Pierre Tal Coat, Comme si en marche (acquaforte e acquatinta, 1980).
Pierre Tal Coat: Comme si en marche (acquaforte e acquatinta, 1980).

«L’uomo è centauro, groviglio di carne e di mente, di alito divino e di polvere» Primo Levi in Argon (Il sistema periodico – Einaudi, Torino 1975).

Intorno al 1967 Primo Levi realizza, in filo di rame, una figurina che rappresenta un centauro; lo scrittore non è nuovo a lavori consistenti in piccole sculture in filo di rame cui dà vita per tenerle con sé o per regalarle agli amici e ammirevole è quel rendersi visibile della figura immaginata in nodi e in curvature e in addensamenti che le mani, abili facitrici, governano e stabiliscono.

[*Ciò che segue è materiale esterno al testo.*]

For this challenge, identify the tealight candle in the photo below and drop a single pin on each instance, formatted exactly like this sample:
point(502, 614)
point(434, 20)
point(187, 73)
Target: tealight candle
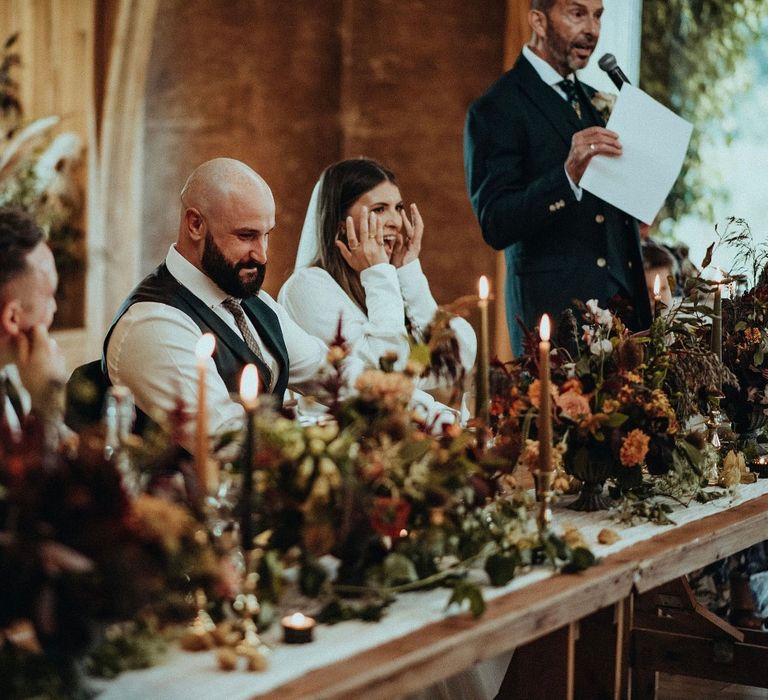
point(482, 391)
point(297, 628)
point(203, 352)
point(249, 395)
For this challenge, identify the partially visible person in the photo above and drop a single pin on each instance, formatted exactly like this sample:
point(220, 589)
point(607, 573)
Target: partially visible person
point(30, 360)
point(527, 143)
point(210, 282)
point(659, 261)
point(358, 262)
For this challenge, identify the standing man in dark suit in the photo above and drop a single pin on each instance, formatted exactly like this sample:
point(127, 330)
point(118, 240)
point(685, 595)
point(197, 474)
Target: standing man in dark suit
point(527, 143)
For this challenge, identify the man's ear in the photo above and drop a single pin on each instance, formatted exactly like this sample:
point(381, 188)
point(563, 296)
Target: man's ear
point(195, 224)
point(538, 21)
point(10, 318)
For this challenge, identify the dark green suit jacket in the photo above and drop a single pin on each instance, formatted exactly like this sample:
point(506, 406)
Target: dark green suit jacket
point(516, 140)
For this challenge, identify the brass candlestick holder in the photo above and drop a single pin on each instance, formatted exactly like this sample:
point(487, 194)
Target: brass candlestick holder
point(544, 481)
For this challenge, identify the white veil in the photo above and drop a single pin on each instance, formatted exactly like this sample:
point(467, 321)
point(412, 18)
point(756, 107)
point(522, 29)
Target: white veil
point(309, 242)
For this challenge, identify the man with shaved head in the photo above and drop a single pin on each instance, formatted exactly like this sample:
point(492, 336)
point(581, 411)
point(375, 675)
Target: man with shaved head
point(211, 282)
point(30, 360)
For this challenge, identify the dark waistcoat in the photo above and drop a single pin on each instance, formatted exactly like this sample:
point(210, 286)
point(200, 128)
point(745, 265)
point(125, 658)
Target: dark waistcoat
point(231, 353)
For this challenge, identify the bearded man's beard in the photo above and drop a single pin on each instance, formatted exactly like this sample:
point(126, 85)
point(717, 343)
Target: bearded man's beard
point(561, 49)
point(227, 276)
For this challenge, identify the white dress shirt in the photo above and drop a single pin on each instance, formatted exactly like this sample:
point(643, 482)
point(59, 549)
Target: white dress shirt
point(152, 352)
point(14, 421)
point(316, 302)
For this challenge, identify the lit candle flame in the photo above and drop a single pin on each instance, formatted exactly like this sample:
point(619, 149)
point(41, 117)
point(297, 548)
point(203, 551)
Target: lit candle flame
point(298, 619)
point(544, 329)
point(249, 385)
point(483, 287)
point(204, 348)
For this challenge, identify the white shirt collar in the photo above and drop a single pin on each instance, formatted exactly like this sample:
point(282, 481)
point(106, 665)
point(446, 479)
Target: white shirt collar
point(548, 74)
point(202, 286)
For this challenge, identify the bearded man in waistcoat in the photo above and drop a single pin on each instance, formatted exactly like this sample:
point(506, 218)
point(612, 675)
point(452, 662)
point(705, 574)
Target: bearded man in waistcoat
point(527, 143)
point(210, 282)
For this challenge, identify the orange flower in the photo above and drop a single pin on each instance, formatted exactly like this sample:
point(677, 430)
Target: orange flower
point(634, 448)
point(573, 404)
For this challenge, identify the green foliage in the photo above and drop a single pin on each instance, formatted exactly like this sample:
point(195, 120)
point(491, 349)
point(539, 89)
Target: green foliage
point(466, 592)
point(125, 647)
point(692, 62)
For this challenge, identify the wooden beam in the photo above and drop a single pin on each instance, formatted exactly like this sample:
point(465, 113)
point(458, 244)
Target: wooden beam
point(701, 657)
point(117, 213)
point(543, 669)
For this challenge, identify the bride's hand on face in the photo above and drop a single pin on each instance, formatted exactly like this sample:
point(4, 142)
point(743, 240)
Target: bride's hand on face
point(408, 245)
point(365, 246)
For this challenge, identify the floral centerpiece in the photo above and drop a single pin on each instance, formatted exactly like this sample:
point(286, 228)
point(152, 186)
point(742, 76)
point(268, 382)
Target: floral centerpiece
point(397, 504)
point(614, 398)
point(745, 331)
point(78, 552)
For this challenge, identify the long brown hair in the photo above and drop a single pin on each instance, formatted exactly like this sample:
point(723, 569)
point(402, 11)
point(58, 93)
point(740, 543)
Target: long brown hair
point(343, 184)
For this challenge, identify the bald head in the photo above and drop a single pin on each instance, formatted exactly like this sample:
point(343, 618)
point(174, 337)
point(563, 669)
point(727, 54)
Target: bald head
point(220, 183)
point(227, 212)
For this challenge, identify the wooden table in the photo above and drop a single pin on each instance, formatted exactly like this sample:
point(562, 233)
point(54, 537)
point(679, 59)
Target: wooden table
point(563, 612)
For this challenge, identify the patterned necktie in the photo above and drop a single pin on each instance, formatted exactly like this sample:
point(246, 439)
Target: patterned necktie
point(572, 95)
point(8, 390)
point(233, 306)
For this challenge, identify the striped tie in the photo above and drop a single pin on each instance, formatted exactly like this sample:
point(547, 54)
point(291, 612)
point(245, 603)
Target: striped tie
point(233, 306)
point(8, 391)
point(571, 94)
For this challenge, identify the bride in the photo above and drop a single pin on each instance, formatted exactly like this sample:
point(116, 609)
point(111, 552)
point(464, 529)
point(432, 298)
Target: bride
point(358, 260)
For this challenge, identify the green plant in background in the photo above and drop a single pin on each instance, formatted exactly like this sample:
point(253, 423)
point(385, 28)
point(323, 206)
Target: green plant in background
point(692, 60)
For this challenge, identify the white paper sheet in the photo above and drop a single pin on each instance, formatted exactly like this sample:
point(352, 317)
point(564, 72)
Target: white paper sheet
point(654, 141)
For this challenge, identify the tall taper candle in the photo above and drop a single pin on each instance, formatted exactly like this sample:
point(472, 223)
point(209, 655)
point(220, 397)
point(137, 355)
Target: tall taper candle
point(656, 294)
point(545, 400)
point(717, 320)
point(249, 392)
point(482, 392)
point(203, 352)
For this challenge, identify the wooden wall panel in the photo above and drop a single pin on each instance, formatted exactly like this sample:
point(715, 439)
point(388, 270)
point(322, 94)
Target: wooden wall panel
point(290, 88)
point(410, 72)
point(55, 78)
point(257, 81)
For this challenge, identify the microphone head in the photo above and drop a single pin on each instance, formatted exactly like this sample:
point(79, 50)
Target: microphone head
point(607, 62)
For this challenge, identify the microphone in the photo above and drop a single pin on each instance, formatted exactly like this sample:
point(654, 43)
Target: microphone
point(609, 65)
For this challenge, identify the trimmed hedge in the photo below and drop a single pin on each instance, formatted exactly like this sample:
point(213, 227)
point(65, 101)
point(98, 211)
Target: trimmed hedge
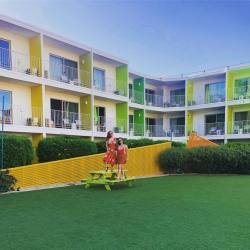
point(64, 147)
point(18, 151)
point(225, 159)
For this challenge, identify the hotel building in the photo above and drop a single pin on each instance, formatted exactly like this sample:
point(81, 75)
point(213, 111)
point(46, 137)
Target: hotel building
point(50, 85)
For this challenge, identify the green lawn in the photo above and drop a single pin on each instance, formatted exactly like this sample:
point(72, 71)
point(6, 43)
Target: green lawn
point(178, 212)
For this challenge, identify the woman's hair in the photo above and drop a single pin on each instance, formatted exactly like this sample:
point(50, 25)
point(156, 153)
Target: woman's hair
point(109, 135)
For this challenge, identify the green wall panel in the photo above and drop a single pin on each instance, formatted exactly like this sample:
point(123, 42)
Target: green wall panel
point(232, 76)
point(190, 90)
point(139, 119)
point(138, 86)
point(122, 116)
point(86, 112)
point(85, 65)
point(122, 79)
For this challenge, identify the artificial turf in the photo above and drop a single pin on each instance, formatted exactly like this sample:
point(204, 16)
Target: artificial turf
point(176, 212)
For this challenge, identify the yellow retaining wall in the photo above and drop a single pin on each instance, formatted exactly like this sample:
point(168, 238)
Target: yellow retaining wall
point(141, 162)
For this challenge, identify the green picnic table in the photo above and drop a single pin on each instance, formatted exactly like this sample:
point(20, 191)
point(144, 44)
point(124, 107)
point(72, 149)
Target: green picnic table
point(107, 178)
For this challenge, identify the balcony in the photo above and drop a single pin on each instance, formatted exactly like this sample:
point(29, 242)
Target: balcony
point(215, 128)
point(68, 120)
point(176, 131)
point(136, 129)
point(66, 74)
point(136, 96)
point(154, 100)
point(109, 86)
point(105, 124)
point(241, 127)
point(241, 93)
point(176, 101)
point(21, 117)
point(199, 100)
point(155, 131)
point(19, 62)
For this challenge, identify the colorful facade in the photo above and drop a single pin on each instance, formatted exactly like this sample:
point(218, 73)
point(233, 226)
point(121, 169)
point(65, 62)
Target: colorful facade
point(54, 86)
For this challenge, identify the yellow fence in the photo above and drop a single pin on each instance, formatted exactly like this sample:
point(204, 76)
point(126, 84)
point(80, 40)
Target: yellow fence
point(142, 162)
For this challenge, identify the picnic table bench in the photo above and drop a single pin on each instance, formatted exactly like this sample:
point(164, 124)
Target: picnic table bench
point(107, 178)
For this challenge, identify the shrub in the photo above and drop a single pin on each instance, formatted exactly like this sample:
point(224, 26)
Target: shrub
point(64, 147)
point(131, 143)
point(7, 181)
point(173, 160)
point(176, 144)
point(18, 151)
point(225, 159)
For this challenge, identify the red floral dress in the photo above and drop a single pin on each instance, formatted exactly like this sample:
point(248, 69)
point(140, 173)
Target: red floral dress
point(122, 154)
point(110, 155)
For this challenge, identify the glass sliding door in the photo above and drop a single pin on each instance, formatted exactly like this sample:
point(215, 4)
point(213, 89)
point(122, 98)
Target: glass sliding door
point(6, 107)
point(215, 92)
point(62, 69)
point(242, 88)
point(5, 54)
point(99, 79)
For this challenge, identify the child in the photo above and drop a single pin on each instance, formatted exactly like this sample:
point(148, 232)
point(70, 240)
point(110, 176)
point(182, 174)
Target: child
point(110, 155)
point(122, 157)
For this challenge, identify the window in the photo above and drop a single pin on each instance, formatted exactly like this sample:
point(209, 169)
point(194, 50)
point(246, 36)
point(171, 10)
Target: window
point(150, 96)
point(215, 92)
point(64, 113)
point(5, 54)
point(130, 90)
point(242, 87)
point(99, 79)
point(62, 69)
point(214, 124)
point(6, 106)
point(177, 97)
point(100, 118)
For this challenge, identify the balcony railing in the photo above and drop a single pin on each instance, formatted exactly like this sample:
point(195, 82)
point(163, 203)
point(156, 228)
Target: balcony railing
point(136, 129)
point(66, 74)
point(241, 127)
point(176, 131)
point(68, 120)
point(206, 100)
point(154, 100)
point(22, 116)
point(20, 62)
point(241, 92)
point(155, 131)
point(214, 128)
point(136, 96)
point(109, 86)
point(176, 101)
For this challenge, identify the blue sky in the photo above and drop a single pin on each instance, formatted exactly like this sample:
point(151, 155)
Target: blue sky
point(156, 37)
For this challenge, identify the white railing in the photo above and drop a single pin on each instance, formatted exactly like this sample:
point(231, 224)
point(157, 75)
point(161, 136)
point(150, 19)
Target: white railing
point(176, 131)
point(20, 62)
point(66, 74)
point(241, 92)
point(22, 116)
point(109, 85)
point(241, 127)
point(155, 131)
point(176, 101)
point(104, 124)
point(206, 100)
point(68, 120)
point(215, 128)
point(136, 129)
point(154, 100)
point(136, 96)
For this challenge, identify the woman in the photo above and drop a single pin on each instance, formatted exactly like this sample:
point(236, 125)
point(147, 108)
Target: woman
point(110, 155)
point(122, 157)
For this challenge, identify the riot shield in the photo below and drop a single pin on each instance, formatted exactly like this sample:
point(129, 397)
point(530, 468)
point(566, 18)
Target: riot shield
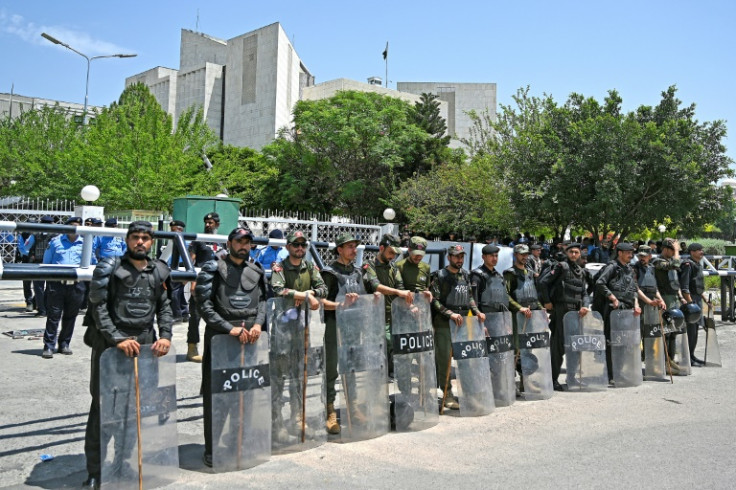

Ora viene il Centauro di Primo Levi ad accamparsi sull’orizzonte di questo scritto che nel suo farsi possiede anch’esso nodi e curvature e distensioni, ma dei caratteri alfabetici, fili d’inchiostro (o di pixel) non meno difficili da lavorare dei fili di rame che, aerei e calvinianamente leggeri, danno a vedere il pensiero mentre pensa sé stesso.
Cavalca il Centauro di Primo Levi nel paesaggio del testo e il testo è, nel suo farsi, paesaggio aperto e ancora brullo, affine, mi piace immaginare, a quello che Piero di Cosimo dipinge nelle sue allegorie dell’umanità primitiva: primi abbozzi di strutture che saranno edifici, un fuoco attorno al quale lavorano un vasaio e un fabbro, esseri umani di diverse età, una mansueta giraffa, un affabile cavaliere, l’azzurrità in lontananza – è così che ogni testo è un nuovo inizio, un ricominciare dall’origine del fare e del dire e uno spingersi oltre, un fare il nostro passato nostro futuro.
Ed ecco: il Centauro di Primo Levi, consapevole della propria terrestrità di corpomente, intesse sé stesso e a sua volta intesse in forma di sottilissimi fili di-rame-e-di-pensiero questo paesaggio di scrittura: vi transitano il sapiente Chirone e anche il Centauro di Sandro Botticelli («La Firenze nuova Atene, Firenze-Athena, Firenze tutta fiorita, Firenze-Flora, emblema della stessa civilitas, doma la violenza centaurica» Massimo Cacciari, La mente inquieta. Saggio sull’Umanesimo, Einaudi, Torino 2019), i Centauri in realtà mutanti in seguito alla catastrofe nucleare descritti da Arno Schmidt nella sua Gelehrtenrepublik e i Centauri in lotta con i Lapiti di Piero di Cosimo… Dovrà nascere pace e civiltà da questa dialettica, pur spesso inquieta e irrequieta, tra bestialità e umanità, tra istinto ferino e lento, difficoltoso venire alla luce della razionalità.